Kasich, the term-limited Republican governor of Ohio, has been sniping at congressional attempts to repeal Obamacare all year. Wednesday he tore into Senate Republicans’ last-ditch Obamacare repeal efforts in appearances on MSNBC, CNN, and Bloomberg.
The Graham-Cassidy bill introduced this week by Sen. Lindsey Graham (R-SC), Sen. Bill Cassidy (R-LA), Sen. Dean Heller (R-NV), and Sen. Ron Johnson (R-WI) would reroute the law’s spending on exchange subsidies and Medicaid expansion into block grants, restoring some flexibility to the states.
Although Graham-Cassidy would keep most of Obamacare’s taxes, spending, and insurance regulations in place, the bill would end the individual and employer mandates. Insurance industry lobbyists and the American Hospital Association (AHA) are furious.
“We believe that coverage could be at risk for tens of millions of Americans under the Graham-Cassidy proposal,” the hospital lobbying group said in a Sept. 19 press release. “We continue to urge senators to work in a bipartisan manner to address the challenges facing our health care system.”
Kasich hates Graham-Cassidy for the same reason AHA does: hospitals are raking in billions of dollars per year in Obamacare spending in Ohio and other states that implemented Obamacare’s expansion of Medicaid to able-bodied, working-age adults.
Given a choice, hospital lobbyists and governors who grabbed blank Obamacare expansion checks from federal taxpayers would prefer uninhibited deficit spending from D.C. over anything resembling federalism.
“What is wrong with this bill?” Chris Matthews asked Kasich in a pillowy Hardball interview Wednesday night.
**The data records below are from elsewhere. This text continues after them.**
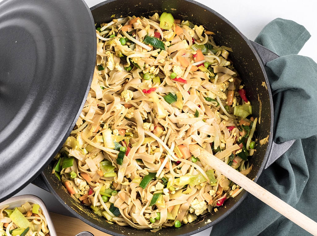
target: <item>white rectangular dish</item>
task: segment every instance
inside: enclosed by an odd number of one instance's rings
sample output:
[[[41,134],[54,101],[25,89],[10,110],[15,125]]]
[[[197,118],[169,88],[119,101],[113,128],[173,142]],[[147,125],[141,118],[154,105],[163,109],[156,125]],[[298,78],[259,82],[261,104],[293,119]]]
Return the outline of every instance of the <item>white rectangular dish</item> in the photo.
[[[51,218],[49,213],[46,206],[42,199],[38,197],[31,194],[26,194],[14,197],[0,203],[0,209],[5,206],[9,205],[8,209],[13,209],[16,207],[21,206],[21,205],[28,202],[30,204],[38,204],[42,209],[43,214],[47,222],[47,226],[49,231],[50,236],[57,236],[54,225]]]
“Well, Chris, what it does is it takes the Medicaid expansion, along with the money that was set aside to provide subsidies to people so they could buy health care, it cuts it right off the bat by 17 percent. It has no guardrails to protect people who are the mentally ill, the drug-addicted, the chronically ill,” Kasich replied.
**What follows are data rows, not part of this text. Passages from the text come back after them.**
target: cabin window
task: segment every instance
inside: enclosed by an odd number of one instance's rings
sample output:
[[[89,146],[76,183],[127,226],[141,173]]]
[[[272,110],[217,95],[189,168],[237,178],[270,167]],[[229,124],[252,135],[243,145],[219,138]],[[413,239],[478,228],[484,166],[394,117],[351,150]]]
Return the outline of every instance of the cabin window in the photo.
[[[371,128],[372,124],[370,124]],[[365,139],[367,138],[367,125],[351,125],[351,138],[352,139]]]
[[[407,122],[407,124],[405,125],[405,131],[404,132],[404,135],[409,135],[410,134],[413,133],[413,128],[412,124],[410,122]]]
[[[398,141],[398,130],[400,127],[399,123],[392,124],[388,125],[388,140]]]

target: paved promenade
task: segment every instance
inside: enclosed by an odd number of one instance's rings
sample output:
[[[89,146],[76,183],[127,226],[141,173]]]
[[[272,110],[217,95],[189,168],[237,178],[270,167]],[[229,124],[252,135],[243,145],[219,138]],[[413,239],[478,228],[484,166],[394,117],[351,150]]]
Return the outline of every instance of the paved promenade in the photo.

The governor recited the same points in a Wednesday night CNN interview with Anderson Cooper, implicitly endorsing every major component of Obamacare.
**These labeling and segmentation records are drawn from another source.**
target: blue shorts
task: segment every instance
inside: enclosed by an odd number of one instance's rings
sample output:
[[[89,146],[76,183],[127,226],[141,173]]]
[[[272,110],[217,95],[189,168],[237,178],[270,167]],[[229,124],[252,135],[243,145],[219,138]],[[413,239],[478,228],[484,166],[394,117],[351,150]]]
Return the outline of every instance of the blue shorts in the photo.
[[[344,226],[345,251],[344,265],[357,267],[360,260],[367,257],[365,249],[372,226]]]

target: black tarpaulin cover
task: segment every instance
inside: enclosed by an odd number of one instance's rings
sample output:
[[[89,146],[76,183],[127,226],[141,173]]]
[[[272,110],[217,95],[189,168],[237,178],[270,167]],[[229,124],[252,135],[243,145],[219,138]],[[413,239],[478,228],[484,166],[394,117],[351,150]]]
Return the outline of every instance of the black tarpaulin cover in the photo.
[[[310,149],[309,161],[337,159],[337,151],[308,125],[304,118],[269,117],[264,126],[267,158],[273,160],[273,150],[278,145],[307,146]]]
“In the future, [Graham-Cassidy] could have a dramatic impact on people,” Kasich grumbled to Matthews. “And it’s not just about numbers, it’s about people.”
In Ohio, there were 930,000 more people on Medicaid this January than there were when Kasich took office in January 2011. Kasich’s Obamacare expansion has added 720,000 able-bodied, working-age adults to the welfare rolls at a cost of nearly $15 billion since 2014.
With Ohio Medicaid spending exploding by 35 percent since 2013, the Ohio General Assembly passed an Obamacare expansion freeze earlier this year; Kasich vetoed it. Kasich needs his Obamacare expansion to remain untouched so he can primary President Trump or mount an independent campaign in 2020.
Once Obamacare’s promised 90 percent federal match for Medicaid expansion starts to dry up (with a $20 trillion national debt plus tens of trillion more in unfunded entitlement liabilities, it’s a matter of when, not if), Ohio’s budget will implode:
As an alternative to Graham-Cassidy, Kasich — who has long said he supports block grants, and who campaigned on Obamacare repeal in last year’s GOP primary — is trying to gin up support for his bipartisan Obamacare bailout plan.
Kasich proposes that Congress spend more subsidizing Obamacare’s exchanges while leaving the individual mandate, employer mandate, and Medicaid expansion in place indefinitely. Maybe if his third presidential campaign doesn’t work out any better than the last two, AHA can find a place for Kasich on the payroll.